A client of Julian Smith, at Lincoln’s Inn Field Chambers, complained to the LeO alleging that the barrister had refused to refund the cost of a cancelled conference. There was disagreement over who was to blame for the cancellation.

LeO asked Smith to provide documents and information from his files. In turn Smith asked the LeO to provide to him all the information that had been given to the ombudsman by his client.

The investigator said she could not provide such details until she had issued her findings in relation to the complaint.

After Smith failed to comply with the LeO’s request for information, the matter was referred to the Bar Standards Board. The bar disciplinary tribunal found Smith had breached rule 905 of the BSB code of conduct by refusing to provide the information and ruled that the LeO’s request for information was ‘perfectly reasonable’.

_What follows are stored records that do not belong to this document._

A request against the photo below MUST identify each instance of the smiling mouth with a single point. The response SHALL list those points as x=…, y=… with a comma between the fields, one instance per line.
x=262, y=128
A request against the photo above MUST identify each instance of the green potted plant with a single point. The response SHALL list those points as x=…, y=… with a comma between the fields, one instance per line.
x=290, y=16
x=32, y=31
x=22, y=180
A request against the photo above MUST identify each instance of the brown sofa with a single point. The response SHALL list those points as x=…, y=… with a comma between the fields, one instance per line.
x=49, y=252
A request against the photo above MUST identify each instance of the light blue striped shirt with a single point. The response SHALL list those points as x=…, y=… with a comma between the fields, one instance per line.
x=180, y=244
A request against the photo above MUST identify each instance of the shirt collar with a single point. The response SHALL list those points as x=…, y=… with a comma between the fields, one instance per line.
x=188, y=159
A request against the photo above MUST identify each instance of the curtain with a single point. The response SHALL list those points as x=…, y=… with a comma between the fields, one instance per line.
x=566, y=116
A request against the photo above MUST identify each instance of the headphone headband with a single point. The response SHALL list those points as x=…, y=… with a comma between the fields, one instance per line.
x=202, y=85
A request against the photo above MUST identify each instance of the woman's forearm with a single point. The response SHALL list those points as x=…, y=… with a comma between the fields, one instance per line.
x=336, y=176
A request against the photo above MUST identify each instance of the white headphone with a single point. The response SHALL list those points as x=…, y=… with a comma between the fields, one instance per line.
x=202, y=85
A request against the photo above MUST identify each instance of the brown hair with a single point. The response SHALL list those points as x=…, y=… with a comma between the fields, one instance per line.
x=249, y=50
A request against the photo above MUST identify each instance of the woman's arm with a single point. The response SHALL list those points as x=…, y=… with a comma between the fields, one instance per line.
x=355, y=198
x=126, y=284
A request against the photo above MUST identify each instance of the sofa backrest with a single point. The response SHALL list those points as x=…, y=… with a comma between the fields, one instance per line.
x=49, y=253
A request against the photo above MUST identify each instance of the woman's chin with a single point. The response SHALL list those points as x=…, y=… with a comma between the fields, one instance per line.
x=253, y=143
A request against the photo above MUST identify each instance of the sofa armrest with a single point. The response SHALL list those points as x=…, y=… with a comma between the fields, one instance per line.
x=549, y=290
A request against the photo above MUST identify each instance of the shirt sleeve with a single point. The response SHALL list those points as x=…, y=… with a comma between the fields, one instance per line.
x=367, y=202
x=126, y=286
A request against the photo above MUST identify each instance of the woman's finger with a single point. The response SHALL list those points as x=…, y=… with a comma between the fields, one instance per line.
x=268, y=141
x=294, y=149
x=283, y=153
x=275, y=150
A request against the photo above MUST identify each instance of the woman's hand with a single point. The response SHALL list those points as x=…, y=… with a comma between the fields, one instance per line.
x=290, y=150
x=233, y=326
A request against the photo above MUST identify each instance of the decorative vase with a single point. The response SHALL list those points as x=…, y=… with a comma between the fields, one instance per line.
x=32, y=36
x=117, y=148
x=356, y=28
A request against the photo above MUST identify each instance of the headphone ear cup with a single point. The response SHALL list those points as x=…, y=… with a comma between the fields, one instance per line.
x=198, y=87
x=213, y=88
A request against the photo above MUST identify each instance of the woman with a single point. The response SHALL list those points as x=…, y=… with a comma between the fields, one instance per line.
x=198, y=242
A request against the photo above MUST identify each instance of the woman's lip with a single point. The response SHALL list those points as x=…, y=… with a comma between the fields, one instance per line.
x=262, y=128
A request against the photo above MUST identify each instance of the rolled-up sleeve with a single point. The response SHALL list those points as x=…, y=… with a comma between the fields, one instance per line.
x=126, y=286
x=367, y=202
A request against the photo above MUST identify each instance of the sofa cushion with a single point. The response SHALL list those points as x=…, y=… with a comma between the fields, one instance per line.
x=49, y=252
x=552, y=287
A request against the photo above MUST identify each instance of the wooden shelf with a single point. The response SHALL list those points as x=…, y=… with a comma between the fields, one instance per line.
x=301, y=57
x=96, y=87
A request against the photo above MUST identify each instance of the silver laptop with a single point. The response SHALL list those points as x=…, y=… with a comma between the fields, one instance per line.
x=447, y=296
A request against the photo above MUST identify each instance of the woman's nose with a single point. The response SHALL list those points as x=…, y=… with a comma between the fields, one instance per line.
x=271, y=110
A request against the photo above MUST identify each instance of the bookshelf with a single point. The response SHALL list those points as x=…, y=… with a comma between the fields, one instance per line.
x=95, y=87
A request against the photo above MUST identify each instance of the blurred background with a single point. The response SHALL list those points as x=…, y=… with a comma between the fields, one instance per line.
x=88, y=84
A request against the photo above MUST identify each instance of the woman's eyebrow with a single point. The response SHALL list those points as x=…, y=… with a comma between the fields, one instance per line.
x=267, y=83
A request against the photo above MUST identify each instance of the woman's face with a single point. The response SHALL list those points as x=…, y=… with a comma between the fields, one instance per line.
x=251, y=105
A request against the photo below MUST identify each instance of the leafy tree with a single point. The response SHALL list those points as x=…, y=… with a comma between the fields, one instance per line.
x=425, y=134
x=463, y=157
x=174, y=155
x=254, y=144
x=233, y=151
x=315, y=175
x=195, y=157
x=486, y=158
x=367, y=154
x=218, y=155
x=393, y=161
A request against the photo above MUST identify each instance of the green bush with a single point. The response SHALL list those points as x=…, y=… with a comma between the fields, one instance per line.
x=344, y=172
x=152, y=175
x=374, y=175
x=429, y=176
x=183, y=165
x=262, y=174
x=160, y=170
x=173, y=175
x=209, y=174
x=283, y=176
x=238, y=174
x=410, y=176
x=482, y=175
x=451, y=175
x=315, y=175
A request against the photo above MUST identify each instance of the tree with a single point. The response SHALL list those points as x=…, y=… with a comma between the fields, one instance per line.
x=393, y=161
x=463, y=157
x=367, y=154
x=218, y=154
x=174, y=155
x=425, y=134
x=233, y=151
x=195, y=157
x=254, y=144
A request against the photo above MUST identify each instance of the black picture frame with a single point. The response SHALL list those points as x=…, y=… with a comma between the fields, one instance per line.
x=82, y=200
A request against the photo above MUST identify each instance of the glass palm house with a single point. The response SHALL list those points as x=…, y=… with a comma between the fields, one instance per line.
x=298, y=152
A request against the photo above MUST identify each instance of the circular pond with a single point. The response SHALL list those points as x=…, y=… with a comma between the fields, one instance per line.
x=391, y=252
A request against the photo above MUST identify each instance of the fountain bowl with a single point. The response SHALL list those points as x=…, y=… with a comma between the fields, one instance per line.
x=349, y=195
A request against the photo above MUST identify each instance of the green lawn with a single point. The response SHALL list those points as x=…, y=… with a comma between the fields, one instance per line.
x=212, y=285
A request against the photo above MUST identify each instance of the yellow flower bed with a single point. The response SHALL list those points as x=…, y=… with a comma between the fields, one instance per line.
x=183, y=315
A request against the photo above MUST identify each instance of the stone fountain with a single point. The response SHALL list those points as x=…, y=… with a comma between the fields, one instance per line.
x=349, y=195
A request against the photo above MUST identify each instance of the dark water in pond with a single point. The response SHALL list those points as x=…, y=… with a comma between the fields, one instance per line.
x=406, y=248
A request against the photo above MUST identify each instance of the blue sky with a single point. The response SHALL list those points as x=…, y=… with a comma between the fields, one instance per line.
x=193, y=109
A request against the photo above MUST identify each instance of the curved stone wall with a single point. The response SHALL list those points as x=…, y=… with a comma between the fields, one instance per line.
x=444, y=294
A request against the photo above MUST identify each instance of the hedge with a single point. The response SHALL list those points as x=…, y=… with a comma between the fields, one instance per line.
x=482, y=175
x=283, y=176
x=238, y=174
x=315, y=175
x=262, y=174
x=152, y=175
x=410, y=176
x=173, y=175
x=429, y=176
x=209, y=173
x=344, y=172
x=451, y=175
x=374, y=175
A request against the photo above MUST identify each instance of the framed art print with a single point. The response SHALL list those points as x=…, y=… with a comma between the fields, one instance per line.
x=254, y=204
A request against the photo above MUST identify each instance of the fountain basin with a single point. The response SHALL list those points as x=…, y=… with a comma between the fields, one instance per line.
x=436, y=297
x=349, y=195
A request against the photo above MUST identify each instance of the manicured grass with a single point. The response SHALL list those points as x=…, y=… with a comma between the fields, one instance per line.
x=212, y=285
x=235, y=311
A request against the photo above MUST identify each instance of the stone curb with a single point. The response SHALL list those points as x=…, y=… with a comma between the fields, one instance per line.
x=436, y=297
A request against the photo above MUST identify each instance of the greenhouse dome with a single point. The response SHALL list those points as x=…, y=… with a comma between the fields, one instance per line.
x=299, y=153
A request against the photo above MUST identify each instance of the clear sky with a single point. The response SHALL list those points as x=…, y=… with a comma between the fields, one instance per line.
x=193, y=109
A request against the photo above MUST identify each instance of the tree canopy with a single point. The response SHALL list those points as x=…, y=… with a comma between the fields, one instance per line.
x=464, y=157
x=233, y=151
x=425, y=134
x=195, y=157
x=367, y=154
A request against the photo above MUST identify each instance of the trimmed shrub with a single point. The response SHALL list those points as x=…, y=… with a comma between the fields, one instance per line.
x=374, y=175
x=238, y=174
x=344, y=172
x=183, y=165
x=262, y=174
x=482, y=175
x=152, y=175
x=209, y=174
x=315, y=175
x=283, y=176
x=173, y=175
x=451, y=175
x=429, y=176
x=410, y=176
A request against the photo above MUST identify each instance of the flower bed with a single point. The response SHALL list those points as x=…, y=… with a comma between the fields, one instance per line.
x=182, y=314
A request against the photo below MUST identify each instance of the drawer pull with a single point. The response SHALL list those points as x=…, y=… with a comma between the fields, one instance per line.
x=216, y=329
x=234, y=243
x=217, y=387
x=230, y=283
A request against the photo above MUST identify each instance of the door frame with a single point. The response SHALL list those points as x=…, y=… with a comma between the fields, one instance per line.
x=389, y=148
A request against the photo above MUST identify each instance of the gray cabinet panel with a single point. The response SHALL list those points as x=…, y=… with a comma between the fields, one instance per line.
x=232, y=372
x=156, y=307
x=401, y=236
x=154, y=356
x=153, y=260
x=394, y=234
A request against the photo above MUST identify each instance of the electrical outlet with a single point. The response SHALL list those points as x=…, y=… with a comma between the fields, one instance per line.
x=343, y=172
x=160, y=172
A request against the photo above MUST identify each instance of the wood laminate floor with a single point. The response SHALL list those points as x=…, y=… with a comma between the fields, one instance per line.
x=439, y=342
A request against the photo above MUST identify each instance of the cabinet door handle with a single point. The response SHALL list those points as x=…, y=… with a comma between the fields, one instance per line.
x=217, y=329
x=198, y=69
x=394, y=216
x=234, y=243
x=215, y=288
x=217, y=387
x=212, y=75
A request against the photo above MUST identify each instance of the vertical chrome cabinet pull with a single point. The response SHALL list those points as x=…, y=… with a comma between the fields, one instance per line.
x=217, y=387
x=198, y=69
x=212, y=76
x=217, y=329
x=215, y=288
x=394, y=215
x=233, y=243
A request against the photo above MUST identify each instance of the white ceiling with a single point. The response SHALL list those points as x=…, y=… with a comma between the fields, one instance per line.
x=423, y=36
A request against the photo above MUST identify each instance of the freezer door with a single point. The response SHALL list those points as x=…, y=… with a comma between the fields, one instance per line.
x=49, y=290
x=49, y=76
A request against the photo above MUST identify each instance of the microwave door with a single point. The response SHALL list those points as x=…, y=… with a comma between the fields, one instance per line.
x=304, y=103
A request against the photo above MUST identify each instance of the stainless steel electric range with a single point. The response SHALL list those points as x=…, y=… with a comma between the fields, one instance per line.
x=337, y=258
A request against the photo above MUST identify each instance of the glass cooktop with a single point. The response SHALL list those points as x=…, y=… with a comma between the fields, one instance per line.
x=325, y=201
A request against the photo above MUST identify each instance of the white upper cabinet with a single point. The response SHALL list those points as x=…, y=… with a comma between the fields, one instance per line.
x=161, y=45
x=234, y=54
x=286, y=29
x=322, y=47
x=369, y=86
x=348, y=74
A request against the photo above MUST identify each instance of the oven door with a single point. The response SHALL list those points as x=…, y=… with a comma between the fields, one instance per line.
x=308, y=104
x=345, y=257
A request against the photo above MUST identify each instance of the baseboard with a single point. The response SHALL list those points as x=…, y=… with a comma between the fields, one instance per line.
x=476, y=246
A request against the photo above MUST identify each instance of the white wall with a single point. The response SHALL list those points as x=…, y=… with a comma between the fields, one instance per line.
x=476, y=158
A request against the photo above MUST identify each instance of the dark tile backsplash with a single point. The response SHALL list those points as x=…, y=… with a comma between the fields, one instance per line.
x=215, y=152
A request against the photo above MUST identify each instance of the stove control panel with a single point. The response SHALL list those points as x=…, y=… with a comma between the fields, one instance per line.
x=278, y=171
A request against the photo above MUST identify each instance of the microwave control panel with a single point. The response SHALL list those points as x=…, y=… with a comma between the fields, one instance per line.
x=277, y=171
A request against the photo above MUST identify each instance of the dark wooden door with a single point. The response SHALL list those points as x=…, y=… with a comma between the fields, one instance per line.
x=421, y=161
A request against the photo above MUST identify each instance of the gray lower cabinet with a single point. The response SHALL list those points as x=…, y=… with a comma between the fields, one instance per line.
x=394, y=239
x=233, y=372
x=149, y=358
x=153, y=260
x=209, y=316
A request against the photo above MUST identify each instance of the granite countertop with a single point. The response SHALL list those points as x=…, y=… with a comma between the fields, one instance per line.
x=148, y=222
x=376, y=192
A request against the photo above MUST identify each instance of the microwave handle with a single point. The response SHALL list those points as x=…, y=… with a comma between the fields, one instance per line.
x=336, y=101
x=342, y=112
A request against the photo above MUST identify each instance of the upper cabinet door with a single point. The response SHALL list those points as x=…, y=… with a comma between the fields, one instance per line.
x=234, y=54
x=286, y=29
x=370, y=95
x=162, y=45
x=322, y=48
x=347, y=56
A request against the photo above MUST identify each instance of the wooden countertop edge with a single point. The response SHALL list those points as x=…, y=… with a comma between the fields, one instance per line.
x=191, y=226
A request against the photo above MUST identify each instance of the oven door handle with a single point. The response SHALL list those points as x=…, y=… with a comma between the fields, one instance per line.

However, the tribunal concluded that the breach was not sufficiently serious to constitute professional misconduct as the LeO had refused to show him documents relating to the complaint.  

Tribunal chair Alan Steinfeld QC said that ‘cooperation is a two-way process’. He said the ombudsman should have provided all the information requested to Smith and that it was understandable that Smith felt justified in not cooperating. Smith, Steinfeld said, ‘could be forgiven, if not justified, in taking the stance that he did’.

Responding to the ruling, chief ombudsman, Adam Sampson, said: ‘Our general approach to investigating complaints is to share evidence with all parties concerned and we try to do this at the earliest appropriate opportunity.’

He said: ‘The outcome of this tribunal reaffirms the importance of doing so and we will therefore revisit our internal guidance to make sure that any decisions we make about sharing evidence and when to do so are fair in the circumstances of each case.’

Sampson noted: ‘In this case the tribunal accepted that the lawyer failed to provide all reasonable assistance to the Legal Ombudsman and in doing so breached his own code of conduct; in that respect our decision to refer the matter to the lawyer’s professional body was correct.’

He added: ‘We welcome the tribunal’s observations both in respect of the ombudsman’s approach to evidence-sharing and the lawyer’s failure to provide all reasonable assistance with our investigation. 

‘We believe that the decision provides an opportunity for the ombudsman and members of the legal profession to learn how we can better work together to resolve complaints.’